離婚後の転籍は、戸籍から離婚歴を消す(現在の戸籍だけですが)方法として良く用いられています。また、別れた元配偶者から、無条件に戸籍謄本を取られないようにする方法としても使われます。
それでも、転籍先の本籍地の役所に正当な理由(調停で使うなど)を伝え、その証明が可能なら、元夫の戸籍謄本を手に入れられるはずです(前提2)。
なお、転籍先の本籍は、転籍前の戸籍(除籍された婚姻中の戸籍)で確認できます。
転籍先の市区町村で、事前登録型または登録不要型の本人通知制度が導入されていると、戸籍謄本が交付されたことを元夫に通知する場合があります。
元妻の戸籍謄本を取る場合
妻の氏を夫婦の氏と定めて婚姻していた場合は、前で説明している「元夫の戸籍謄本を取る場合」を元妻に読み替えてください。
夫の氏を夫婦の氏と定めた婚姻では、離婚によって元妻はあなたの戸籍から抜け、次のような別の戸籍に存在します(他にも可能性はあります)。
- 離婚時に新たに作った戸籍
- 離婚前から作られていた戸籍
- 親の戸籍
- 親の戸籍から分籍した戸籍
- 再婚相手の戸籍
時間の経過や事情により元妻の戸籍は異なりますが、いずれにしても、元妻が現在いる戸籍には元夫の記載がないので、無条件に元妻の戸籍謄本を取ることができません。
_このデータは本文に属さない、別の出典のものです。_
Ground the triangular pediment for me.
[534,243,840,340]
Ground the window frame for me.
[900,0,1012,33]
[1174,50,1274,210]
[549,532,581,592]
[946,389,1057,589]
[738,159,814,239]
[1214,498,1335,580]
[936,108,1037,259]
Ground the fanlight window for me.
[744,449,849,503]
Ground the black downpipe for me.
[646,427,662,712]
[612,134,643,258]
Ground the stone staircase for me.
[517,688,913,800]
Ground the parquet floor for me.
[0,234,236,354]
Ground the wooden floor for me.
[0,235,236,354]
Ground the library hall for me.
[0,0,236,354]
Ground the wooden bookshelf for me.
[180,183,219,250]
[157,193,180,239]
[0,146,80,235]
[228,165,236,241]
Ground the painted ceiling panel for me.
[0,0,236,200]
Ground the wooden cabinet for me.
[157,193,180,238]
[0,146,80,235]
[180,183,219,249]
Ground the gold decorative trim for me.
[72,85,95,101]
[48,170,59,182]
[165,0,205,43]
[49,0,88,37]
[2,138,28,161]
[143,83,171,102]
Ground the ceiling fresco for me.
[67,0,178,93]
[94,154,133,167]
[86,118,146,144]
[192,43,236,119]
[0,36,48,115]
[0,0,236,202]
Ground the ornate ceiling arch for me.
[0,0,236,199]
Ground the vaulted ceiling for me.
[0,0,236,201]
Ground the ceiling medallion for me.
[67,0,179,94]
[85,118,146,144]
したがって、戸籍謄本を請求する正当な理由を必要とします(前提2)。
正当な理由がある前提で、元妻の戸籍謄本を追いかけるには、自分の戸籍謄本に記載されている元妻の離婚直後の異動先(本籍)を確認しましょう。
続いて、異動先の本籍地の役所から、元妻の戸籍謄本(除籍になっていたら除籍謄本)を取得し、その戸籍でも異動していたら、さらに次の異動先(本籍)を確認して、元妻が現在いる戸籍まで辿っていきます。
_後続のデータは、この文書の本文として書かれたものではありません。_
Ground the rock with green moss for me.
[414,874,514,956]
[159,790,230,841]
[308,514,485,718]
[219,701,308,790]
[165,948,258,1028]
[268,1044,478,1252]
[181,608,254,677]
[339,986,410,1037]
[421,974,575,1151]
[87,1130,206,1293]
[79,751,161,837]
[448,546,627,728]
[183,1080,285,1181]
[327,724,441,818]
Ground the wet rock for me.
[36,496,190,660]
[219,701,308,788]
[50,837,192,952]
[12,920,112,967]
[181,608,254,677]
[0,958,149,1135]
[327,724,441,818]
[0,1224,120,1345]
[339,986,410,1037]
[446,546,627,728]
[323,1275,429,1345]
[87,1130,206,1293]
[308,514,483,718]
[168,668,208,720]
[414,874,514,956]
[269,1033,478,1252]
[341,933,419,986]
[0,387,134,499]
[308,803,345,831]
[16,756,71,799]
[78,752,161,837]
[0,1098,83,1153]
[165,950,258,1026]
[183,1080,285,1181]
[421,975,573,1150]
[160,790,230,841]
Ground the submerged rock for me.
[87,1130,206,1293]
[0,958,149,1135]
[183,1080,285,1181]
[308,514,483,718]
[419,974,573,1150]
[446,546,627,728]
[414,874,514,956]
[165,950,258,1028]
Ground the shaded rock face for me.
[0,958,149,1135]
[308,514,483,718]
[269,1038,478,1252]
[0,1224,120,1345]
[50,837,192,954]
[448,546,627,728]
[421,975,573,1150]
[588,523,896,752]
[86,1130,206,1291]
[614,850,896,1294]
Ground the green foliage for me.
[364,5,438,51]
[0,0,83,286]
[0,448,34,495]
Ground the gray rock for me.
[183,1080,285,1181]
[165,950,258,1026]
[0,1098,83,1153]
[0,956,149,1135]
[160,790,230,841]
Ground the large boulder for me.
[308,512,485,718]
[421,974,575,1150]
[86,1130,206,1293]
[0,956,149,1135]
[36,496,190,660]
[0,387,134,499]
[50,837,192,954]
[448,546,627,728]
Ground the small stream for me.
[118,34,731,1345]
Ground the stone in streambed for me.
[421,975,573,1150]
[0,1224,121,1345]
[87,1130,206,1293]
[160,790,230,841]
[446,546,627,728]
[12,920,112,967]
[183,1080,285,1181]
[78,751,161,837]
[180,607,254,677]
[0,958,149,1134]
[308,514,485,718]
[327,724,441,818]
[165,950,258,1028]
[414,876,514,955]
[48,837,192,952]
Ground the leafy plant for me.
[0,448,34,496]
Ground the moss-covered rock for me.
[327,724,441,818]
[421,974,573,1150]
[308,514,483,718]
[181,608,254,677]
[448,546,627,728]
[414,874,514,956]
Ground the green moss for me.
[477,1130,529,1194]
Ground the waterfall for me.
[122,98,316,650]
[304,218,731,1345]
もちろん、その過程においては、戸籍謄本を請求する正当な理由の提示が必要です。
異動先の市区町村で、事前登録型または登録不要型の本人通知制度が導入されていると、戸籍謄本が交付されたことを元妻に通知する場合があります。
相手の戸籍に自分の子がいれば大丈夫
これまで説明してきた通り、元夫の戸籍にせよ、元妻の戸籍にせよ、無条件に相手の戸籍を取ることができるのは、その戸籍に自分が記載されている場合(自分の過去の戸籍)だけです。
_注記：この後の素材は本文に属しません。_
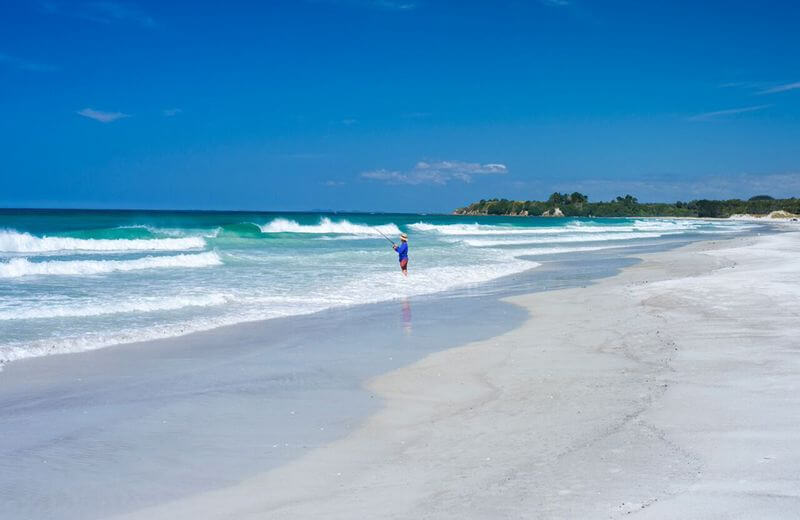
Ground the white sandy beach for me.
[109,232,800,519]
ところが、もうひとつ無条件に戸籍を取ることができるケースがあって、それは相手の戸籍に自分の子が入っている場合です。
子の戸籍は、どちらの親からも子の戸籍を取ることに制限はありません(前提1)。そして、未婚の子はほとんどが親の戸籍に入っています。
子の戸籍を取るということは、筆頭者である親の戸籍を取ることになるので、相手が子と同じ戸籍にいる限り、子の戸籍を辿っていけば必ず相手の戸籍を取ることができます。
参考までに、子が親と同じ戸籍にいないとしたら次のような状況です。
- 子が婚姻または養子縁組して親の戸籍から抜けた
- 何らかの理由で子が分籍して親の戸籍から抜けた
- 親が再婚相手の氏を称して再婚した(子が再婚相手と養子縁組していない)
これらに該当するときは、やはり正当な理由を役所に提示して、相手の戸籍を本籍から辿っていくしかありません。
相手の兄弟姉妹に頼むことはできる?
戸籍を無条件に取ることができる前提1は、本人・配偶者・直系親族に限られているため、戸籍の違う兄弟姉妹・親族は、本人からの委任状か正当な理由を必要とします。
ですから、別れた相手と戸籍が異なる兄弟姉妹に頼んで、こっそり戸籍謄本を取ってきてもらうことはできません。
それ以前の問題として、相手の兄弟姉妹に頼めるような関係性なら、戸籍謄本を取ってきてもらうまでもなく、相手の状況を聞き出せるのではないでしょうか?
どうしても戸籍謄本が必要なら別の理由があるはずで、それが取得請求の正当な理由にならないか考えてみましょう。
兄弟姉妹経由で取得できる可能性があるとすれば、離婚で夫婦の戸籍から抜けた相手(主に元妻)が親の戸籍に戻り、その親の戸籍に未婚の兄弟姉妹が入っている場合です(兄弟姉妹にとって自分の戸籍なので簡単に取れる)。
正当な理由の証明を求められたら?
個人情報に厳しくなった現在では、役所によっては請求理由を伝えても応じてくれず、正当な理由の証明を、書面で求められる可能性も十分にあります。
このサイトは、調停について説明しているので、個人の事情で変わる請求理由には触れませんが、調停を理由として戸籍謄本を請求する場合、調停中なら家庭裁判所に事件係属証明書を交付してもらえば、役所側もノーとは言えないはずです。
もしくは、受理された調停申立書の写し、調停期日通知書にも申立人と相手方が記載されており、調停中であることはわかるので、それらの提出で足りるかもしれません。
相手の戸籍謄本取得に難航するようなら、何が必要なのか役所に確認してみてください。